The plaza is the venue for concerts and civic events, including an international music festival held every summer. But it is “La Morisma,” a grand re-enactment of a famous battle waged against the Moors during the Reconquista that has put Aínsa on the tourist map. “It is held on even years on the first Sunday in September,” says Jesús. “Plans for this year’s celebration are already underway. Hundreds of people are involved.” La Morisma revisits the altercation that took place during the eighth century, when a burning cross atop a holm oak was deemed a sign from heaven that the clash against the Moors should commence. In the lengthy production, costumed soldiers wave their swords in the air as they confront the Moors. “A king and queen and their royal entourage watch the festivities from a platform draped with banners,” Jesús explains. “Among the cast of characters are shepherds, angels, devils and several allegorical figures who chant heroic poems accompanied by medieval instruments. The entire town cheers when the king’s soldiers are victorious in a battle dance,” he adds. This has to be the most imaginative celebration of Holy Cross Day anywhere in the world, I decide, hoping to find some excerpts of La Morisma on YouTube.

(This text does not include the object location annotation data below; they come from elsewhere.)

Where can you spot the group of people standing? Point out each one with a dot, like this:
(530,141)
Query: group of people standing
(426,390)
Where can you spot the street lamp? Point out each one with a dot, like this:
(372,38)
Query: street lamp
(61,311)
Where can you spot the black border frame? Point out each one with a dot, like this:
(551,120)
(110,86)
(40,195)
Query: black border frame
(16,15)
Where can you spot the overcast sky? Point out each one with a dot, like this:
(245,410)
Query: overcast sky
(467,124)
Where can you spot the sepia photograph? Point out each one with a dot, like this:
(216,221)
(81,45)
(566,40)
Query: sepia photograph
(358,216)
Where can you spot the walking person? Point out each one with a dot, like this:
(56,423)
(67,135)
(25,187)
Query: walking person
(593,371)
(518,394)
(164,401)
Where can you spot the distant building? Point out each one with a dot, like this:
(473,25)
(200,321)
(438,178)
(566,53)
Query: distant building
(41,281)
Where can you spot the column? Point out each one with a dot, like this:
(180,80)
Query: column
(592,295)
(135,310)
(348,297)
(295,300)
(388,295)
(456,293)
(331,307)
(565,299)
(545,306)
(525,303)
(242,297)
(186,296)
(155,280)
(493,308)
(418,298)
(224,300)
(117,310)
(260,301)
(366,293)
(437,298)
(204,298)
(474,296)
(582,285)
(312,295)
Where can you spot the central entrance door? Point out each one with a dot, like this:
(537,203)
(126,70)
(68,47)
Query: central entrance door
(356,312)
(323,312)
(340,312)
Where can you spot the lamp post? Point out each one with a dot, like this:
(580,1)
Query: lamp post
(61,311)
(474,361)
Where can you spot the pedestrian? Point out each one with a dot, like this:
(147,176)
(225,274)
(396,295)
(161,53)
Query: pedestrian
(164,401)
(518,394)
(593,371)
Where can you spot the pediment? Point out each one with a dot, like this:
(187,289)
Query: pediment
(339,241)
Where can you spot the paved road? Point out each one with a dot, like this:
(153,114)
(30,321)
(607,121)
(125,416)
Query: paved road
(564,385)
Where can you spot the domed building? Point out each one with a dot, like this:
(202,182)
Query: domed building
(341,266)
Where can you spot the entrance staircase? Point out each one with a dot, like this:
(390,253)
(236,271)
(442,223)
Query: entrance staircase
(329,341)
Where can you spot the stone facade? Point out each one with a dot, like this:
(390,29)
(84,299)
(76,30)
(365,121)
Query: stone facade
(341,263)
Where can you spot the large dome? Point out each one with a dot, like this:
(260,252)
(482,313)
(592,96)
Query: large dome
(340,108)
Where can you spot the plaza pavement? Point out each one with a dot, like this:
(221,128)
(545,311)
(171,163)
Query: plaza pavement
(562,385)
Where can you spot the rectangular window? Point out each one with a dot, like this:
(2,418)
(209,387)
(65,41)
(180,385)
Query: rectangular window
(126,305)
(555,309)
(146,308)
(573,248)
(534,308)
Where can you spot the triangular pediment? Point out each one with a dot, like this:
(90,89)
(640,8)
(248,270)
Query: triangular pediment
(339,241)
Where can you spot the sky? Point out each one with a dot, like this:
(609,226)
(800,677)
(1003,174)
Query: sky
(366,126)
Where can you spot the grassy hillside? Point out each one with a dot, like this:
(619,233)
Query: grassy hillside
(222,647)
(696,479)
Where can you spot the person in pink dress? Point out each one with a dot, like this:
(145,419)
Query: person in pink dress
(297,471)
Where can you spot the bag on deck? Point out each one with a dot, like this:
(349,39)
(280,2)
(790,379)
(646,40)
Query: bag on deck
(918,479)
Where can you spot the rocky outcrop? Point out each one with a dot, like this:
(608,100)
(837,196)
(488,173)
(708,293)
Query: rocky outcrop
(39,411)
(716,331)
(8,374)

“What shall we have for lunch?” asks Eric as he surveys our choices under the arches, transporting us back to the present. We settle on Pizzeria La Tea, taking a table in their back room. Here everything is made to order, Spanish time. But the long wait is worth it -- our thin-crusted pizzas are heaped with tangy peppers, mushrooms, artichokes and olives, every bite extra delicious after our canyon trek. We sit back for a few minutes, polishing off our beers. “What a great day,” sighs Kathy. “I’m really sorry we have to leave tomorrow. Wouldn’t it be wonderful to hike through the Ordesa Valley floor?”

Drummers rehearse for an upcoming music festival in AÍnsa.
We stroll alongside Aínsa’s fortifications. Ahead of us a dozen youths are immersed in a drumming rehearsal, directed by a lead drummer who is the setting the pace. “Could they be practicing for the music festival, or better still for September’s Morisma?” I ask my husband. Not far from the parking area, a small path winds through farm fields to a circular bandstand surrounded by an iron fence. Sheltered inside is a stone reproduction of the oak tree and cross that spurred the great battle of 724. Apparently, the memorial was erected in 1655, the year when the first Morisma was staged.

When the rain clears, a bright blue sky defines Mt. Perdido’s glacier.
In recent years, Pyrenean glaciers have been rapidly retreating.

Back on the now-familiar road to our parador, I’m convinced that in summer this region is totally packed with tourists. The weather has cleared and Mount Perdido’s glacial peaks are sharply outlined against a deep blue sky. We take a short hike around the parador, descending to the stream and a grassy clearing where a black and white cow is grazing contentedly. A quick nap is restorative after the walk. Later, as we enter the dining room, I notice that our entire group had the same idea: everyone looks refreshed and ready for another Pyrenean feast. I savor my bacalao al ajoarriero, a tangy cod preparation seasoned with garlic and piquillo peppers, followed by an entrée of veal loin with foie gras. The dessert is a classic flan, Spain’s delectable version of crème caramel.

Heading out to Barcelona in the morning, we drive through grassy foothills dotted with impressive Romanesque churches, followed by a series of reservoirs brimming with fresh snowmelt from the Pyrenees. I am filled with regret that our time here was so short. Yet, it was a visit was full of magic, both occult and scenic. I look back at the mountains one last time. In the distance a large vulture is soaring high up in the sky searching for prey, its outstretched wings casting a long shadow on the hills below. I am hoping it is a lammergeier.